Their civilization is on a level with that of the Osmanli.

The Turk area extends eastwards, the Ugrian is continued north and north-west. The Udmart, or Udy of the river Viatka, are the Votiaks of the Russians and the Ari of the Turks, imperfect Christians, agriculturalists rather than nomades, and with more red-haired individuals amongst them than any other population. Eminently unmixed, they live not only in separate houses but in separate villages.

The Uralian range itself is the occupancy of the Vogul, and here the type changes. The flatness of feature increases; the stature diminishes; the habits are ruder. Hunting is the chief means of subsistence. Both in this respect and in language, the affinities of the Voguls are, with the Asiatic rather than the European Ugrians—the Ostiaks rather than the Permians.

The Votiaks, on the other hand, lead through the Permians and Siranians to the Finlanders. The former of these give their name to the government of Perm, the Biarmaland of the old Norse Sagas. They are now nearly Russianized; but tumuli, Arabic coins, an ancient alphabet, and an early Christianity, attest their capacity for civilization. The Siranians of the government of Vologda are closely allied to the Permians, and not very far removed from the Kwains.

Two other populations require notice. The Bashkirs of Orenburg deeply indent the southern part of Perm. Imperfect Mahometans, they speak Turkish, but depart widely in their physiognomy from the Turks of Kasan; so much so that Klaproth and others consider them to be Ugrians who have changed their language. They are, more probably, Ugrian on the mother’s side only, the Turks having intruded. During summer they wander either to hunt or to tend their herds and flocks; in winter they unwillingly fix themselves to some locality under the covert of a forest, and reside in houses. The Metsheriak, the Teptiar, and some other tribes, are Turks belonging to the same group. They belong, however, to Orenburg and Siberia rather than to European Russia.

The Ostiaks occupy part of the government of Perm, the part that lies beyond the Uralian range, and which is, consequently, Asiatic. They are hunters and fishers, less in size and more imperfectly Christianized than the Voguls. I believe them to have been the gold-keeping griffins (Gryphes) of Herodotus; though, to do this, the story of their relations to the Arimaspi must be supposed to have arisen in Armenia—no unlikely quarter, considering the probable line of the gold trade. A curious passage in Moses of Chorene tells us that the root Astyag, in the Old Armenian, signifies a dragon: and that Astyages, the Mede, was, in the eyes of an Armenian, Astyages Draco. Now, the locality of the Ostiaks is nearly that of the Uralian gold-mines, while just below them were the Tsheremiss, whose name in the mouths, first of a Skolotian and then of a Greek, might easily become Arimasp. The Greek could not pronounce the tsh; and as numerous Turkish words end in -asp, the -p might have been added on the principle which in English converts asparagus into sparrowgrass.

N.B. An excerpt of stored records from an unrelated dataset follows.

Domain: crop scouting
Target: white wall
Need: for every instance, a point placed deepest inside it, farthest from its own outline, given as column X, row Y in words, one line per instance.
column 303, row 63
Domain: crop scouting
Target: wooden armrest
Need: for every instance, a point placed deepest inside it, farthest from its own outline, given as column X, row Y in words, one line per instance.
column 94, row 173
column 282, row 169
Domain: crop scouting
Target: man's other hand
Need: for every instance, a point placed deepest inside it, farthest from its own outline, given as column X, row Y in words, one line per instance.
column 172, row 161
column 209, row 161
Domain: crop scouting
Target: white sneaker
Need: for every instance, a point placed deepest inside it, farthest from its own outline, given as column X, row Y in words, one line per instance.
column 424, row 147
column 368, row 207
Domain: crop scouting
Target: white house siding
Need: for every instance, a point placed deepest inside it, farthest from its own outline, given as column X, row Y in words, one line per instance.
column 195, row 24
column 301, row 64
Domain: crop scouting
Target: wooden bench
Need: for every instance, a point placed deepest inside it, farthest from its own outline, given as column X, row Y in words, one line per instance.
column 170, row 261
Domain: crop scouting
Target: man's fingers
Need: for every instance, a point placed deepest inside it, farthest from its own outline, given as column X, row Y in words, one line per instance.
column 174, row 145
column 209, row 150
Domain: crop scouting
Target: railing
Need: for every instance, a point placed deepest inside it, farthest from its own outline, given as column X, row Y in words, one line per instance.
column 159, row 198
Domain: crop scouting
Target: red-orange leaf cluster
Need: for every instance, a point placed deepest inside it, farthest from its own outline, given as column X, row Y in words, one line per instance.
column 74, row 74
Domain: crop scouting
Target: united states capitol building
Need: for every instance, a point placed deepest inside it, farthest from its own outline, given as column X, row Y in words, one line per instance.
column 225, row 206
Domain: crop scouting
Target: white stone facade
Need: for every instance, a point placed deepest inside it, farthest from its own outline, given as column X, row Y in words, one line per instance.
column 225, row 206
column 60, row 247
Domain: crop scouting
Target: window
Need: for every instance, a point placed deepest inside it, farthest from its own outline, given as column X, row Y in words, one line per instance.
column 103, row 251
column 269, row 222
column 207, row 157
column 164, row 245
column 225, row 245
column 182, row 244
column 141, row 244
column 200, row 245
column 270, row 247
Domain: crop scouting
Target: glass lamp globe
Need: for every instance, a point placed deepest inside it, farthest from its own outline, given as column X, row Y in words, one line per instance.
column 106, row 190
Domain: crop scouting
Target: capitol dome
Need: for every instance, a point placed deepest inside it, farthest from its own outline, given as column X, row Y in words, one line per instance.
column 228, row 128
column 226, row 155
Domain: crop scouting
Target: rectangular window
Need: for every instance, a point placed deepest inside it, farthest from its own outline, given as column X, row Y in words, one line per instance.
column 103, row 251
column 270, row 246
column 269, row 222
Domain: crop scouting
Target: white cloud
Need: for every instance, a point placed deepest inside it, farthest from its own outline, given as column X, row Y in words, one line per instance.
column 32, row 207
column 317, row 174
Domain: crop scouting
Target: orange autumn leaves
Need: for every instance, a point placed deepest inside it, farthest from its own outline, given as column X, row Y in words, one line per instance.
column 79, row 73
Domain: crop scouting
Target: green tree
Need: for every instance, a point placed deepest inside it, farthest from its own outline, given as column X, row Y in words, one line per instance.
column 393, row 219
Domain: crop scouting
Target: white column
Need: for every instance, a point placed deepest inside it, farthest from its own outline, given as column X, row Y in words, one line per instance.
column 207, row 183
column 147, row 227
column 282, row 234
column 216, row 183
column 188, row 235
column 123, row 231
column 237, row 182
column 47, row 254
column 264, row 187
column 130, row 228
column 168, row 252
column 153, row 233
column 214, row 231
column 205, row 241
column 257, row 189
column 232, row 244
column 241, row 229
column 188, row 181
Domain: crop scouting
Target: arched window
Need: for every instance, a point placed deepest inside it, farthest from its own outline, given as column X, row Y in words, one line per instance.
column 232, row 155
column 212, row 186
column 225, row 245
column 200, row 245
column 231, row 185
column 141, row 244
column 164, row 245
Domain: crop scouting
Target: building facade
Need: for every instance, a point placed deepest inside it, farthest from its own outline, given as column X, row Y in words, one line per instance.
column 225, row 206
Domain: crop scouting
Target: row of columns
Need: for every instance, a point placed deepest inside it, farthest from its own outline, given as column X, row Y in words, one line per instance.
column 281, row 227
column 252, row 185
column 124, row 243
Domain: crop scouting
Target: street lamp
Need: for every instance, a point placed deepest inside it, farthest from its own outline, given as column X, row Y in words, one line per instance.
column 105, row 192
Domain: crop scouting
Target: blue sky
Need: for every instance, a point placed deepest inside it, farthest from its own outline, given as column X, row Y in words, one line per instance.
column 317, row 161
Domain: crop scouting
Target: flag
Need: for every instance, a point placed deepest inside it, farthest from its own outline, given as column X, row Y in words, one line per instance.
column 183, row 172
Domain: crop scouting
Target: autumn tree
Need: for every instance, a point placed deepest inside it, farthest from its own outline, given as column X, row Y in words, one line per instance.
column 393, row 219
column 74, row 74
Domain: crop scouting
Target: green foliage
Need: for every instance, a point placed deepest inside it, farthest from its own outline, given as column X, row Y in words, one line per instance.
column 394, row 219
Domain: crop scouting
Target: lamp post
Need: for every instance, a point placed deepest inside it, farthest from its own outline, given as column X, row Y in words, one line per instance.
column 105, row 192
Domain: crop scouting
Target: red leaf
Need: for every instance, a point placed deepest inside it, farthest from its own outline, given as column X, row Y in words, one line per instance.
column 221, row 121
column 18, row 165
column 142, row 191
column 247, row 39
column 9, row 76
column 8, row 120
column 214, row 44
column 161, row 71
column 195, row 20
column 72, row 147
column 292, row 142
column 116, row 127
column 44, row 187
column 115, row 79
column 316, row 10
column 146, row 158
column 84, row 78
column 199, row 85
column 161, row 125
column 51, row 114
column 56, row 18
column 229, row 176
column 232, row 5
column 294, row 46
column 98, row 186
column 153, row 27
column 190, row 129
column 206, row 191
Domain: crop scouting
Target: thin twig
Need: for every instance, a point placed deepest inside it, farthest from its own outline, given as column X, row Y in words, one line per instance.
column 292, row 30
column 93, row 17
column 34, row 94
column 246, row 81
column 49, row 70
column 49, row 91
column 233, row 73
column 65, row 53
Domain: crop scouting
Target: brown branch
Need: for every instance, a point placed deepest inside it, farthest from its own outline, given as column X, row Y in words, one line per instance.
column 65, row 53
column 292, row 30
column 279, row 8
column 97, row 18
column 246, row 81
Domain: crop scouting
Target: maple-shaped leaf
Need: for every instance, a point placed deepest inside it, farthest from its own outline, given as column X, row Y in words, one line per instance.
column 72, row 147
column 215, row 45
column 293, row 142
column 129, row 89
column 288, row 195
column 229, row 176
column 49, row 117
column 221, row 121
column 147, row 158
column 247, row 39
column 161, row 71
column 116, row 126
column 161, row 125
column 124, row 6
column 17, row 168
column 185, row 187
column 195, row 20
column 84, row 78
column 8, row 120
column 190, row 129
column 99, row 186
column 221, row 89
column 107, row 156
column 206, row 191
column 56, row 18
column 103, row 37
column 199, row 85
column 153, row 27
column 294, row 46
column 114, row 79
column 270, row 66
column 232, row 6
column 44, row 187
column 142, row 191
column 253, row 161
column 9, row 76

We have thus been brought round to the Finlanders of Finland.

With the reasons already given for considering the Russian in general to be a population of comparatively recent introduction, with the evidence in favour of the Skoloti having been intrusive Turks; and with the necessity of bringing the Lithuanians as far south as the Asiatic frontier, it is, surely, not too much to assert the doctrine that the original Russia was divided between two populations—one akin to the Permian, one to the Lithuanian. The line which divided them is, perhaps, an insoluble problem. Pskov and Smolensko, at least, may be given to the latter; Vladimir, Kostroma, Yaroslav, Moskow, and Tambov, to the former—Tula, Orlov, Koursk, Riazan, Tshernigov, Kharkhov, and Poltava, being left undistributed.